E sui problemi legati all’acqua si è concentrato anche Mario Tozzi, Primo ricercatore CNR e Divulgatore scientifico. Tozzi ha parlato di acqua “occulta”, ossia non solo di quella che beviamo o con cui ci laviamo, ma quella che occorre per produrre una camicia o una bistecca di vitello: l’impronta idrica di ciò che ci circonda fa sì che una persona arrivi consumare 5mila litri d’acqua al giorno e “se contiamo che sulla Terra la disponibilità di acqua per persona è 8mila litri ci rendiamo conto che abbiamo alterato il ciclo naturale dell’acqua“.

In questo, la crisi climatica influisce ma è il sistema dell’economia lineare il fulcro del problema. “Siamo Stone agers in the fast lane – afferma Tozzi – uomini della pietra sulla corsia di sorpasso. Vale a dire che abbiamo apparato tecnologico che ci fa divorare le risorse ma siamo rimasti con un apparato culturale dell’età della pietra”.

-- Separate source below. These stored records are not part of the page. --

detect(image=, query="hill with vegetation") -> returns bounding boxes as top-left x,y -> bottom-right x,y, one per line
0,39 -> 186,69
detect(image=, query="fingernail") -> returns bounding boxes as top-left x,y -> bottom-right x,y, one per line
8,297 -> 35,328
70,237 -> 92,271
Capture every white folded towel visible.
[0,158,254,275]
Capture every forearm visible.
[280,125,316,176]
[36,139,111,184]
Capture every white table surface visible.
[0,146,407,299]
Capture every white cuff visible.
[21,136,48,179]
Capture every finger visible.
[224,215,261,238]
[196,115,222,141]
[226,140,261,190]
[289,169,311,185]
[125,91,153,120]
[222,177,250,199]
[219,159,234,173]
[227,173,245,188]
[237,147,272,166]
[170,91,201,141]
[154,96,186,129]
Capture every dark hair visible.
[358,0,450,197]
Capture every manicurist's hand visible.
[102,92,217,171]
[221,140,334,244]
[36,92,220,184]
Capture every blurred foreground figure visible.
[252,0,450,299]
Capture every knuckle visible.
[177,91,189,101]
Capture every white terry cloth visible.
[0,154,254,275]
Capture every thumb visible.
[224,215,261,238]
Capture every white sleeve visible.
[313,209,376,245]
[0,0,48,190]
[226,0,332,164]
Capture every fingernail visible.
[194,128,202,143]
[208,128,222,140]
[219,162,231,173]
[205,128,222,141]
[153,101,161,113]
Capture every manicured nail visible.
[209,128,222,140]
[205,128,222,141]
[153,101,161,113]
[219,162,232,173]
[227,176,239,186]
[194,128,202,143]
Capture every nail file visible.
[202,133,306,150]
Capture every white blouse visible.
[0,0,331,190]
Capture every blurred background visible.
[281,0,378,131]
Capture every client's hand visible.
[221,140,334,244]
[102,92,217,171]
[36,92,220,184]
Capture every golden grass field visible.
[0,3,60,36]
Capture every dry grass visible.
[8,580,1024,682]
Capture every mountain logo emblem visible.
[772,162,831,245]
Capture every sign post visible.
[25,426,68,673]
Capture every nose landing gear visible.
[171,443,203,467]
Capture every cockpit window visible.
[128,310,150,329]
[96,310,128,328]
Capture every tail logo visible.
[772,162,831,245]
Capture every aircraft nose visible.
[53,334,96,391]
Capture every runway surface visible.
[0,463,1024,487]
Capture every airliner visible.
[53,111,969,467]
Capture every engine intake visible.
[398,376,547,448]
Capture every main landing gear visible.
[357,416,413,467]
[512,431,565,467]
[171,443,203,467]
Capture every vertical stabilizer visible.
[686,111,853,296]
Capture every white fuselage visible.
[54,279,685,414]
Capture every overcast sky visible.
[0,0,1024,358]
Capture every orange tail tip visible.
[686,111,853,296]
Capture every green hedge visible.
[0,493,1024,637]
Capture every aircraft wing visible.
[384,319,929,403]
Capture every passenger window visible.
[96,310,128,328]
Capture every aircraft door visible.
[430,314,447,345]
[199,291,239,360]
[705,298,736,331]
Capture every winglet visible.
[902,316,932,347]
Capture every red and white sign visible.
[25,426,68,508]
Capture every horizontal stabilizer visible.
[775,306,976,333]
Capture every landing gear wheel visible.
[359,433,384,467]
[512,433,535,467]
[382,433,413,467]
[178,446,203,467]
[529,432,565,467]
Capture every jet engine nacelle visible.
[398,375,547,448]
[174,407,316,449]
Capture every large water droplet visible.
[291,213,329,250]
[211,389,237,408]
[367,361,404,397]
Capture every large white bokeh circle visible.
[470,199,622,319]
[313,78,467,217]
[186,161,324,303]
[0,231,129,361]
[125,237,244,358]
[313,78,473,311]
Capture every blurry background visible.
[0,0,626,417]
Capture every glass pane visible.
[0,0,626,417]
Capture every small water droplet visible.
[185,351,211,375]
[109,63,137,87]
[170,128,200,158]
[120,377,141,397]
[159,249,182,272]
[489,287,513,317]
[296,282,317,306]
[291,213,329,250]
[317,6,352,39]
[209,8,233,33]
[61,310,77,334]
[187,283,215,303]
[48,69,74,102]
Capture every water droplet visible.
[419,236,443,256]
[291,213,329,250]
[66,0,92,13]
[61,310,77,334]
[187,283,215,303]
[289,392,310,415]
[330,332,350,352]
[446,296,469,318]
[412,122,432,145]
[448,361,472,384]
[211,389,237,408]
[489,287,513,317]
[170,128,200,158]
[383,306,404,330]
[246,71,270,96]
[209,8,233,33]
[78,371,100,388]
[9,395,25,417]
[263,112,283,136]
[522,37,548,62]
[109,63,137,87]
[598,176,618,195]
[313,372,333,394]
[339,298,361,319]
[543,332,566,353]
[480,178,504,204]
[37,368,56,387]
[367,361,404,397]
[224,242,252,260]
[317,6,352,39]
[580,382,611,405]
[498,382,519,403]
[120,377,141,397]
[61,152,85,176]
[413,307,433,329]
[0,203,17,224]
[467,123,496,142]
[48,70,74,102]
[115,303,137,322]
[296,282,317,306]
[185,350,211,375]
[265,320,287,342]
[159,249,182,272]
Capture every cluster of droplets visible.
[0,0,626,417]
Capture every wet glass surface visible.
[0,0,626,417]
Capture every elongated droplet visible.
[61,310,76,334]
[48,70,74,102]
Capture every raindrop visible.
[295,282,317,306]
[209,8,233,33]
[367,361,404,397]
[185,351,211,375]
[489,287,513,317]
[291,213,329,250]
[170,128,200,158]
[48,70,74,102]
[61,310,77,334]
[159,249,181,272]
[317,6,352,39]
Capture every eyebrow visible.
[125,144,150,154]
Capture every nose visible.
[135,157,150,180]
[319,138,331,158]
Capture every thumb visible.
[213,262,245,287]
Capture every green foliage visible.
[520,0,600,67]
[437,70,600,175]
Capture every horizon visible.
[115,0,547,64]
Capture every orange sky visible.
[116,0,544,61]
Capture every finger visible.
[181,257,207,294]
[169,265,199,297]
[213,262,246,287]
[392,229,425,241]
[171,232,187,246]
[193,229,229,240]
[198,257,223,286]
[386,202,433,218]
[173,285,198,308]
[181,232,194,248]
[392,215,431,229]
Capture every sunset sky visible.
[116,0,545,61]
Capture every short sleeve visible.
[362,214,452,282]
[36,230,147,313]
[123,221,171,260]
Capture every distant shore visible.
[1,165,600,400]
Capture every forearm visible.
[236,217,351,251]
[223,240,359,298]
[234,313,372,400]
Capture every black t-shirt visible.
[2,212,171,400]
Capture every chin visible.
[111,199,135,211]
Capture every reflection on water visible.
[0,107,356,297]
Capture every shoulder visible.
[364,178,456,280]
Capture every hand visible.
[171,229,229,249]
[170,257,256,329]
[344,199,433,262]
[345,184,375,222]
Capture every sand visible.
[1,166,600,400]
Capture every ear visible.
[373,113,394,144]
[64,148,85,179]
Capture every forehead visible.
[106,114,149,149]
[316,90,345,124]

Una questione, quella del nostro approccio alle risorse del Pianeta ripresa anche da Catia Bastioli, Presidente del Cluster italiano della Bioeconomia Circolare SPRING e AD Novamont Spa che ha sottolineato come l’uomo lasci sempre meno spazio alla natura. “Nel 2020 le opere antropiche, cioè le infrastrutture e gli oggetti dell’uomo, sono arrivate a pesare di più della biomassa, cioè piante, microrganismi, persone e animali messi insieme; nel 1900 questo valore era al 3%”.

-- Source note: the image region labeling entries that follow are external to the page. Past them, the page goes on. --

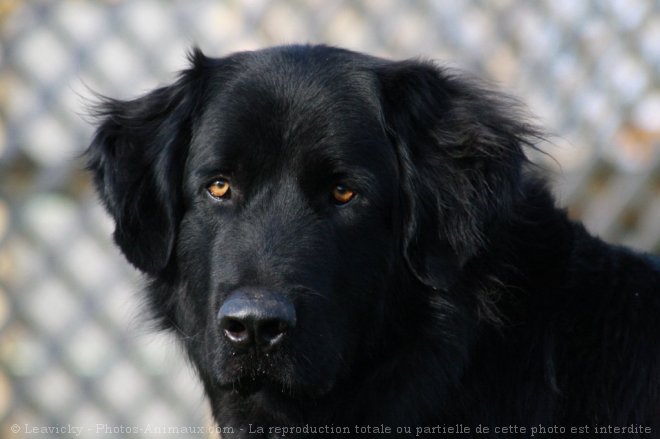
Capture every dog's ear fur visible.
[379,61,539,289]
[86,49,208,274]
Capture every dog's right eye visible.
[206,178,231,200]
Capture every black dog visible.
[88,46,660,438]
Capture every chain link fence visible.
[0,0,660,438]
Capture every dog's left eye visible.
[206,178,231,199]
[332,184,355,205]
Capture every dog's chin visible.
[217,367,335,400]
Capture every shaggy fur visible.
[88,46,660,438]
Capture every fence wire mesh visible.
[0,0,660,437]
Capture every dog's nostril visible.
[218,288,296,351]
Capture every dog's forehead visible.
[188,50,385,172]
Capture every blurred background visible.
[0,0,660,437]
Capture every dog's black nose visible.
[218,288,296,352]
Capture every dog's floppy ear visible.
[86,50,207,273]
[379,61,538,289]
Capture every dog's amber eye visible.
[206,178,231,198]
[332,184,355,204]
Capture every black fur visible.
[88,46,660,438]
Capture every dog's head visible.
[88,46,533,418]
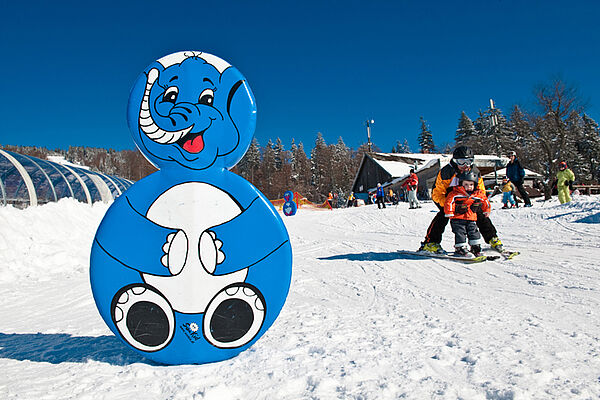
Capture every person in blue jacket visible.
[375,183,385,209]
[506,151,531,207]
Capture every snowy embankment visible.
[0,196,600,399]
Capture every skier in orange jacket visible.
[444,171,491,257]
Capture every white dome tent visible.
[0,149,133,208]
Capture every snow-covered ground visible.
[0,196,600,400]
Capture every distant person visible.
[376,183,385,210]
[347,192,356,207]
[444,171,490,257]
[556,161,575,204]
[502,177,515,208]
[419,146,504,254]
[506,151,531,207]
[327,192,333,208]
[402,168,421,209]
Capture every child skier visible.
[444,171,490,257]
[502,178,515,208]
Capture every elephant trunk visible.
[138,68,193,144]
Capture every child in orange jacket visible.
[444,172,491,257]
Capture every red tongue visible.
[182,135,204,153]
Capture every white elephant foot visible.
[111,284,175,352]
[203,283,265,348]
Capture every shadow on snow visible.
[0,333,155,365]
[319,251,423,261]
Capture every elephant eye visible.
[198,89,215,106]
[163,86,179,104]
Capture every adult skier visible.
[506,151,531,207]
[556,161,575,204]
[402,168,421,209]
[375,183,385,209]
[444,171,491,257]
[419,146,504,254]
[502,178,515,208]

Un pugno di suolo ha aggiunto ha tanti microorganismi quanti abitanti del pianeta. È l’elemento fondamentale dell’approccio sistemico della natura: siamo abituati a spacchettare i vari fenomeni e a giocare una partita alla volta ma il suolo, in quanto sistema complesso, non ce lo permette. Quella che stiamo vivendo è una multicrisi che è fatta da crisi interconnesse che il cambiamento climatico e le degradazione dei suoli rischiano di alimentare. Dobbiamo intervenire sulle cause non sugli effetti”.